The global influencer marketing space has long prioritized speed and viral performance, but a group of top Jamaican content creators and industry professionals are challenging the dominant expectation of immediate return on investment (ROI) from brand collaborations. At a recent major regional marketing conference, they called on local and international brands working with Caribbean creators to shift from quick, one-off campaigns to relationship-driven, long-term partnership strategies.
Speaking during a panel discussion at the IMPACT x Mystique marketing conference held Thursday at Kingston’s AC Hotel, prominent Jamaican lifestyle creator Rushane “RushCam” Campbell drew a sharp analogy to criticize brands’ rushed expectations. He compared the pressure to deliver instant sales to being asked to carry water in a basket, noting that the common demand to move dozens of product units immediately after a single post does not align with how influencer marketing actually works.
Campbell’s perspective was echoed by Khadine “Miss Kitty” Wilkinson, a veteran media personality with more than 20 years of experience partnering with leading brands. Wilkinson pushed back against the idea that one-size-fits-all metrics should be the only benchmark to determine whether a campaign delivers value for money. She emphasized that organic influence builds gradually, noting that audience trust and purchasing decisions often take months or even years to mature, rather than delivering instant results like a microwave meal. Too many brands write off a campaign as a failure if they do not see a massive immediate sales jump, she argued, ignoring the slower, more sustainable impact of consistent influencer alignment.
Singer-turned-content creator Tami Chin Mitchell reinforced the panel’s shared stance by referencing the well-known Marketing Rule of 7, which holds that potential customers need an average of seven interactions with a brand before making a purchase. Quipping that for Jamaican consumers the number is closer to 17, she drew laughter from the audience while underscoring the need for extended brand exposure to drive conversions.

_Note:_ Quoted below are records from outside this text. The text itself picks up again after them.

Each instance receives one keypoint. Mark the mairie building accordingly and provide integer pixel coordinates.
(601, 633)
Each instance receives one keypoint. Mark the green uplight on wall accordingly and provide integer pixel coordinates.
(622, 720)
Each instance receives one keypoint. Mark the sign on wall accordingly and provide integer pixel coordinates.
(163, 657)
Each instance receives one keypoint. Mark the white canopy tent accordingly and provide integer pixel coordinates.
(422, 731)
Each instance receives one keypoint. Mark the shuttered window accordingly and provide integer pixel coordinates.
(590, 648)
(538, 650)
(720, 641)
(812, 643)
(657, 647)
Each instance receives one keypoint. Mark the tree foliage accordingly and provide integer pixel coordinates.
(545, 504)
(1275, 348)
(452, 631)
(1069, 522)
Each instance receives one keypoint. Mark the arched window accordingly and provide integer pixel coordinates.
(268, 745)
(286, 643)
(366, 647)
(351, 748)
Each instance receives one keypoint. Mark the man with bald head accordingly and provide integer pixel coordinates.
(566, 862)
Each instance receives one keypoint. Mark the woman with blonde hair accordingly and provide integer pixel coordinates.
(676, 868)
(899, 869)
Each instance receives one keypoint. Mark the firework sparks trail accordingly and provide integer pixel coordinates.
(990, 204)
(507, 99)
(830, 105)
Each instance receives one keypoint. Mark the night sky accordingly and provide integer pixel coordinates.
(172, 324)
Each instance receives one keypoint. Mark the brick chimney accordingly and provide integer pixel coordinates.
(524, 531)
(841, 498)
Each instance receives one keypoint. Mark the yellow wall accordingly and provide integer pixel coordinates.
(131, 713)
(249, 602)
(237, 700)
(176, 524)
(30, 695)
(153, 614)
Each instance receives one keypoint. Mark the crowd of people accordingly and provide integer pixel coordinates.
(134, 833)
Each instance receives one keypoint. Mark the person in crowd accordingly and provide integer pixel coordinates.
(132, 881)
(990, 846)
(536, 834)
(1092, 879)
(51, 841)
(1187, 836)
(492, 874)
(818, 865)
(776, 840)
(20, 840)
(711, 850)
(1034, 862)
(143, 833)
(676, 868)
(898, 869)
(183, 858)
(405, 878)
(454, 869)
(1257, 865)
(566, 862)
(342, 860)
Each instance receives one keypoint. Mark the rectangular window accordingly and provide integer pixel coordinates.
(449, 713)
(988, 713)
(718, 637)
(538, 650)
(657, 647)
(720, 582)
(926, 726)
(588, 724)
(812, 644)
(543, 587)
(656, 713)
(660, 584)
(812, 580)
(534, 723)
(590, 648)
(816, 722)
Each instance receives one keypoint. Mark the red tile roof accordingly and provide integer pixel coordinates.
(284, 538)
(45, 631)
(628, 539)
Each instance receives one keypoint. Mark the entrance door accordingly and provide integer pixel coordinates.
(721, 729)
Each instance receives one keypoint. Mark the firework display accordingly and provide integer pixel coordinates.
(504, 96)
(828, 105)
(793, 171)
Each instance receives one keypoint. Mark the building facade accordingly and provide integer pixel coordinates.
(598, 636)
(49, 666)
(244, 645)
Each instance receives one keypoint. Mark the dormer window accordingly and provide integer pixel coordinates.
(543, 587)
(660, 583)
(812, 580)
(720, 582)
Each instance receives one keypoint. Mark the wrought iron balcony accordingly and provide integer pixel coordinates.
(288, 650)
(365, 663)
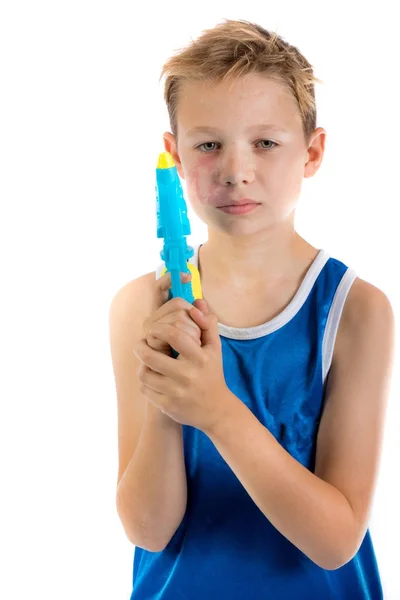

Panel moderator Naomi Garrick, a personal branding coach and the head of Garrick Communications, added that local Jamaican brands regularly come to her seeking quick marketing fixes, often requesting one-off posts or two-week short campaigns. Garrick said she consistently warns these brands that such rushed strategies are ultimately a waste of money. While short campaigns may generate temporary buzz, they fail to deliver sustained results, she explained. Meaningful impact and accurate performance measurement only come from longer-term collaborations that allow influence to develop over a broader time frame, rather than quick, superficial hits, she added.
Campbell shared a concrete example of how long-term collaboration delivers results, pointing to his multi-year partnership with organizers of Barbados’ popular Crop Over festival. After hosting Campbell and other influencers in 2022 and inviting the group back again in 2023, the festival sold out completely in 2024, with attendance drawing visitors from across the Caribbean, Europe, North America and beyond. The multi-year investment in influencer relationships directly drove that sell-out outcome, he noted.
“Trust time, work with people over a period of time, people who have access to great communities, build deeper roots and trust, and know that, with collaboration, it will in fact work out; don’t expect it to work in one go… things just nah fly off the shelf,” Campbell said, stressing that patience is key to unlocking meaningful, long-term returns.
The two-day IMPACT x Mystique marketing conference, hosted by Mystique Integrated in partnership with Main Event Entertainment Group, iPrint Group and M-One Productions, concludes Friday. The event has drawn hundreds of senior marketers, content creators, C-suite executives, startup founders and media decision-makers from across the region to discuss emerging trends in marketing and influencer collaboration.